Despite the promise of using local delivery of checkpoints to treat cancer, there are still several challenges. First of all, MN can only deliver checkpoint antibodies to superficial tumors microenviroment such as melanoma. How to develop delivery technologies for targeting tumor microenvironment inside the body and avoiding overstimulating tumor-irrelevant T cells thus limit autoimmunity-related side effects are vast opportunities for biomedical engineers. Second, a large fraction of patients failed to respond to checkpoints agents. For atezolizumab, the entire population had an objective response rate (ORR) of only 14.8%. Even for the PDL1 positive subgroup, ORR was increased to 26%.11 Tumor lymphocytic infiltration is a prerequisite for response.
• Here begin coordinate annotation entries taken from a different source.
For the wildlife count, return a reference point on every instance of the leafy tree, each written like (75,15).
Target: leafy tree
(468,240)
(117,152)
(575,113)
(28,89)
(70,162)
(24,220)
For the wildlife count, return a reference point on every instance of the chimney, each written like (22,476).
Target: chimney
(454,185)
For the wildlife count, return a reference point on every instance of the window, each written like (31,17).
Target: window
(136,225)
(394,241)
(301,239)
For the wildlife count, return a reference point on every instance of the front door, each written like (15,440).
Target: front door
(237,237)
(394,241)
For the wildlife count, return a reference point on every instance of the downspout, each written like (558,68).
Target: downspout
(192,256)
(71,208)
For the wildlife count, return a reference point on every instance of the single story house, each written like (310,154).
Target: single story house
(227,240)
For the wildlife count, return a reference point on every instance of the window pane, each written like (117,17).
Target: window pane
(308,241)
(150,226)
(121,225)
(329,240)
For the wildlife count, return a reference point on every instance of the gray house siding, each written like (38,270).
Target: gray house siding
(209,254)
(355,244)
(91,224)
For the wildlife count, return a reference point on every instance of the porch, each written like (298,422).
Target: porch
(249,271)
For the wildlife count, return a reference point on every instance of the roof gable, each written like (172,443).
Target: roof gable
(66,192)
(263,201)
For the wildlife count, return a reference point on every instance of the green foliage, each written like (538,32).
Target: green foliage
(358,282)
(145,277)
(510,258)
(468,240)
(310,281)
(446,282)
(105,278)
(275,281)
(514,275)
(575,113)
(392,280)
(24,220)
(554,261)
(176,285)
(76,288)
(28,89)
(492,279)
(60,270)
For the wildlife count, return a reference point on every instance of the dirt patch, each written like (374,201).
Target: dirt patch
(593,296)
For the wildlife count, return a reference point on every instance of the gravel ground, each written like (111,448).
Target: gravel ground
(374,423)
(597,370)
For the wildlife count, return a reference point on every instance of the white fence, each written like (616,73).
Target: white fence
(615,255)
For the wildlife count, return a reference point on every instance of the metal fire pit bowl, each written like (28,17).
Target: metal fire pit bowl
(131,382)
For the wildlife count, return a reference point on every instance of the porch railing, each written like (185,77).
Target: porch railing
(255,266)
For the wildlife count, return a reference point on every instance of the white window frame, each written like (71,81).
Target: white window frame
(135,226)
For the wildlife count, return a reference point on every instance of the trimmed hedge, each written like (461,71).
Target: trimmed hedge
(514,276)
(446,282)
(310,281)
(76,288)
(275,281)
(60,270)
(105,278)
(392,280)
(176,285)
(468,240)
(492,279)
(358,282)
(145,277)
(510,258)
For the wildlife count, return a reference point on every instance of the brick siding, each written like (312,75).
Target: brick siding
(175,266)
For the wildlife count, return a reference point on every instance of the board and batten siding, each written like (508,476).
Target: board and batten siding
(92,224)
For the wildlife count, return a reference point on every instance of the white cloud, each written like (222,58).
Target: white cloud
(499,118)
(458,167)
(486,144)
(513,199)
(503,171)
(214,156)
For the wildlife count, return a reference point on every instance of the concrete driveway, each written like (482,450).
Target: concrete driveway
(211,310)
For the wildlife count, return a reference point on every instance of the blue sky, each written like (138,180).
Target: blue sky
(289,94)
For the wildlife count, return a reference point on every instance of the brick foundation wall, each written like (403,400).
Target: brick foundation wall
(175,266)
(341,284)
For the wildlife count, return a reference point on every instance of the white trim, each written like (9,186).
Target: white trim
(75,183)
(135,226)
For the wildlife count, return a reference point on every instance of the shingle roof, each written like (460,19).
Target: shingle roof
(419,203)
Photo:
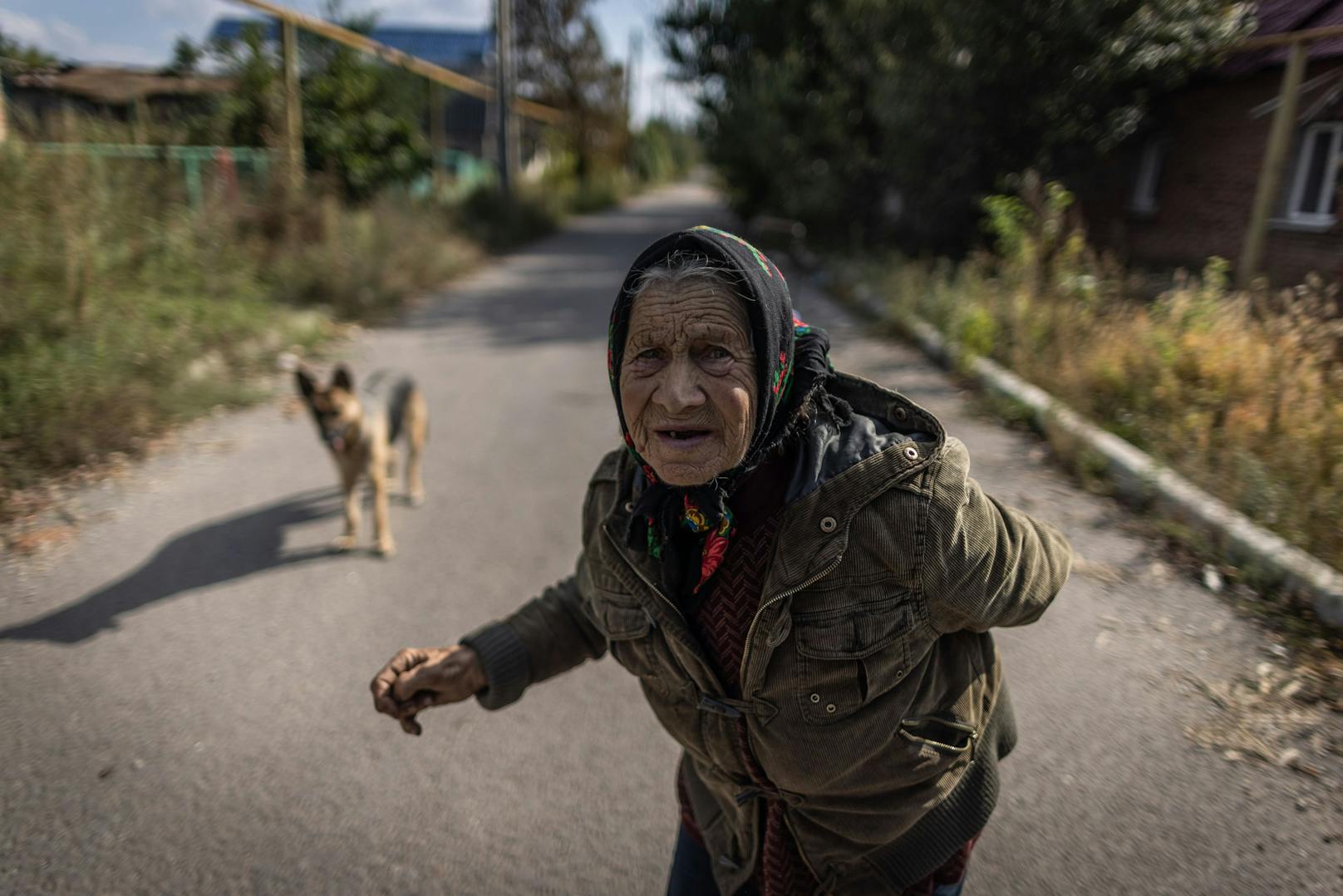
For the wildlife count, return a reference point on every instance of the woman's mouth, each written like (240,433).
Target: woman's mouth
(682,440)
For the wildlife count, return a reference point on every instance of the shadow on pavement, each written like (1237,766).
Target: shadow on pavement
(230,549)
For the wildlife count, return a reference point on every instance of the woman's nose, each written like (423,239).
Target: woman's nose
(681,387)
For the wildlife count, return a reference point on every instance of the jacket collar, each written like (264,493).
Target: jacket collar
(839,472)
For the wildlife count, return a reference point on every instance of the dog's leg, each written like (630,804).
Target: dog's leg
(348,480)
(381,531)
(416,433)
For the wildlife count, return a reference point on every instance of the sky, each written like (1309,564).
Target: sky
(143,31)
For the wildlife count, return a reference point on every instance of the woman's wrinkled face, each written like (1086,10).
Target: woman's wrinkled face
(688,381)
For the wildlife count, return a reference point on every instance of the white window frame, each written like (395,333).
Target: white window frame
(1331,175)
(1144,198)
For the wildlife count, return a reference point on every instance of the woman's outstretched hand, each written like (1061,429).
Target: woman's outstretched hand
(421,677)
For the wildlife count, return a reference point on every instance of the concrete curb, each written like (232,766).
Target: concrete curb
(1144,480)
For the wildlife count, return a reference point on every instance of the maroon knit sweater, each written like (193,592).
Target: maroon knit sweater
(720,621)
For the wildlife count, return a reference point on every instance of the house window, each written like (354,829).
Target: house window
(1149,179)
(1315,189)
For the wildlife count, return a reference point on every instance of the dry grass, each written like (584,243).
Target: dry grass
(1242,392)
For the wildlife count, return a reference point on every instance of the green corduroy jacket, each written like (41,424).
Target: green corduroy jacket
(870,687)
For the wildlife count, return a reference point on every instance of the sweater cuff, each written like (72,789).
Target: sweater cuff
(508,671)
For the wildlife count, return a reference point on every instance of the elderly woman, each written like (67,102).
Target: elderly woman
(799,570)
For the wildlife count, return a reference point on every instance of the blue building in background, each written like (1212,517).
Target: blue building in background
(469,52)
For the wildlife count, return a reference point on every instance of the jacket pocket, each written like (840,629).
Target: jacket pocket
(632,637)
(848,657)
(935,745)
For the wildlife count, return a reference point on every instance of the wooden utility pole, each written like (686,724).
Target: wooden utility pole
(507,124)
(293,111)
(1271,174)
(3,126)
(437,126)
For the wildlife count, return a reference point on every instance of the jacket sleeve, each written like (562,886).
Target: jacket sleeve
(549,634)
(985,564)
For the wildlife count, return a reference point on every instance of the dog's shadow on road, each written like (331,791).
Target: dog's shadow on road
(230,549)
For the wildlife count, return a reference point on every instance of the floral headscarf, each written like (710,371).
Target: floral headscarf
(791,364)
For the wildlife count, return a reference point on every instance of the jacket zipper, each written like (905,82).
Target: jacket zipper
(745,649)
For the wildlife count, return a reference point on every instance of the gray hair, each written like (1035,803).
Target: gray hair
(681,269)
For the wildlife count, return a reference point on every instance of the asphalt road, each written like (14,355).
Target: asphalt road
(184,703)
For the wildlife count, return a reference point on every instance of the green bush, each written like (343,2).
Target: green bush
(125,311)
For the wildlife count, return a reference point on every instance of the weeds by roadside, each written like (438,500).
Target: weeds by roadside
(1241,392)
(124,309)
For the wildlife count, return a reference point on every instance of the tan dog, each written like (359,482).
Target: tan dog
(362,431)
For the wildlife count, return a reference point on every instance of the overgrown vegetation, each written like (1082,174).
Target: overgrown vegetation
(125,311)
(126,308)
(1242,392)
(870,121)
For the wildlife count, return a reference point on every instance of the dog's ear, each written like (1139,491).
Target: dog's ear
(305,385)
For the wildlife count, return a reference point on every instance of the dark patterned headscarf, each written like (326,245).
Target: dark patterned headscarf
(791,367)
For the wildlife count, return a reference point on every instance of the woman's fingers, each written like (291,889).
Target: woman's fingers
(426,676)
(383,682)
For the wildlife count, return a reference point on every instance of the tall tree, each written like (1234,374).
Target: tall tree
(562,63)
(863,117)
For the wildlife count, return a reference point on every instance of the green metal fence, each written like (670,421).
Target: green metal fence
(192,159)
(465,171)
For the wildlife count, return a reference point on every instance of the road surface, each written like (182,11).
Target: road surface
(184,684)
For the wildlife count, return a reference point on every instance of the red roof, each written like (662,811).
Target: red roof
(1283,17)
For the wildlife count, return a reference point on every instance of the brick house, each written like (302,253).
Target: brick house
(1185,190)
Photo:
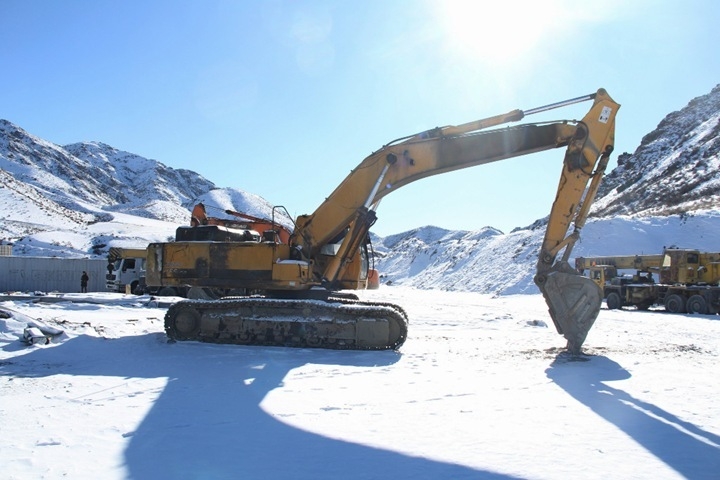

Creating “T cell-inflamed” TME, generating a “PD-L1-positive tumor,” and boosting T cells activity as well as other immune cells when delivering the checkpoint antibodies would further enhance the anti-PD1/PDL1 immunotherapy and promote the objective response rate. Moreover, checkpoint blockade therapies combined with other anticancer therapeutics and/or treatment modalities will be a promising strategy to achieve synergistic anticancer effects.30,31-33
No potential conflicts of interest were disclosed.